12 - Consumo e produzione responsabili
Consumo e produzione responsabili, a che punto siamo?
Il Goal 12 dell’Agenda 2030 mira a raggiungere modelli di consumo e produzione responsabili, un obiettivo irrinunciabile per la sopravvivenza del Pianeta. Il “sistema Terra”, infatti, non è in grado di sostenere lo sfruttamento indiscriminato delle risorse messo in atto oggi dall’uomo. È necessario ristabilire l’equilibrio tra produzione e consumo, in modo che a ogni primavera il Pianeta possa offrire ai suoi abitanti la rinnovata quantità di risorse dell’anno precedente.

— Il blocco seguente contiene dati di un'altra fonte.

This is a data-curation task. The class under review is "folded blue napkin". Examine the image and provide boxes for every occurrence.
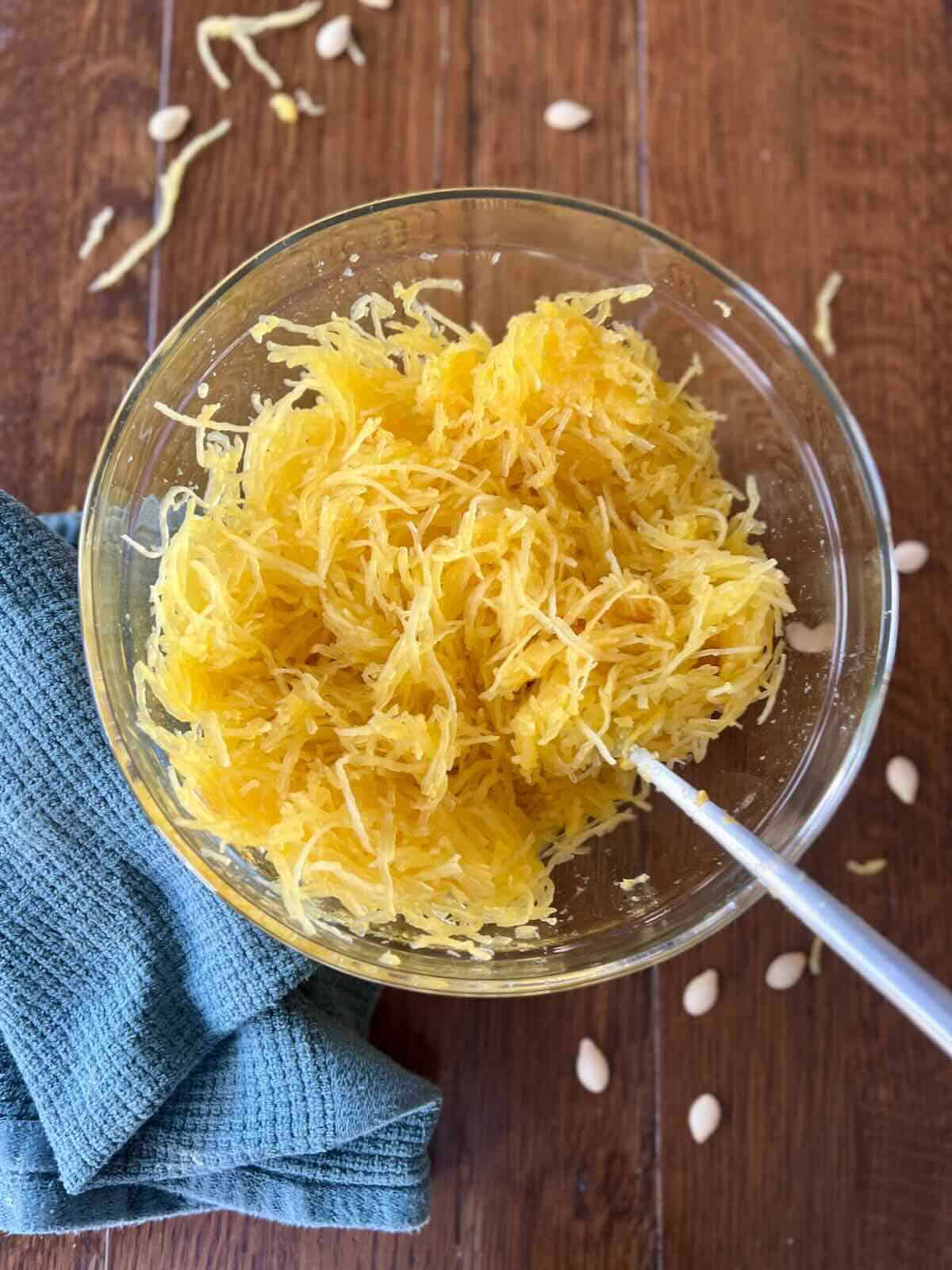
[0,493,440,1234]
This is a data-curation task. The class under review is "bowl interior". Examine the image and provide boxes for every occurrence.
[81,192,893,995]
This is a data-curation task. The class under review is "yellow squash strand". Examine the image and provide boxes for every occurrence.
[136,283,792,949]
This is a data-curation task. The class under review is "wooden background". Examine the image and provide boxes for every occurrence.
[0,0,952,1270]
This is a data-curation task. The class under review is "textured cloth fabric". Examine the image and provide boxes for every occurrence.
[0,493,440,1234]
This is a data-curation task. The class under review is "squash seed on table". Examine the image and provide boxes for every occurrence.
[886,754,919,807]
[681,970,721,1019]
[688,1093,721,1145]
[764,953,806,992]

Ma che cosa si intende esattamente per “consumi e produzioni sostenibili”? Troviamo una spiegazione esaustiva sul sito di ONU Italia relativa alla fruizione di prodotti e servizi legati a esigenze di base:
“Si tratta di migliorare la qualità della vita, riducendo al minimo l’utilizzo di risorse naturali, di materiali tossici e le emissioni di rifiuti e inquinanti durante il ciclo di vita di prodotti e di servizi, salvaguardando le necessità delle generazioni future. Adottare modelli sostenibili di consumo e di produzione significa fare meglio e di più con meno”.
Ancora molto da cambiare
I dati raccolti dall’ONU riguardo a questo obiettivo di sostenibilità sono preoccupanti. Un primo aspetto critico è il costante peggioramento della cosiddetta material footprint (“impronta ecologica”), vale a dire la quantità di materie prime utilizzate per soddisfare la domanda di consumo finale. Si tratta di un indicatore che rileva le pressioni esercitate sull'ambiente per sostenere la crescita economica e soddisfare i bisogni materiali delle persone.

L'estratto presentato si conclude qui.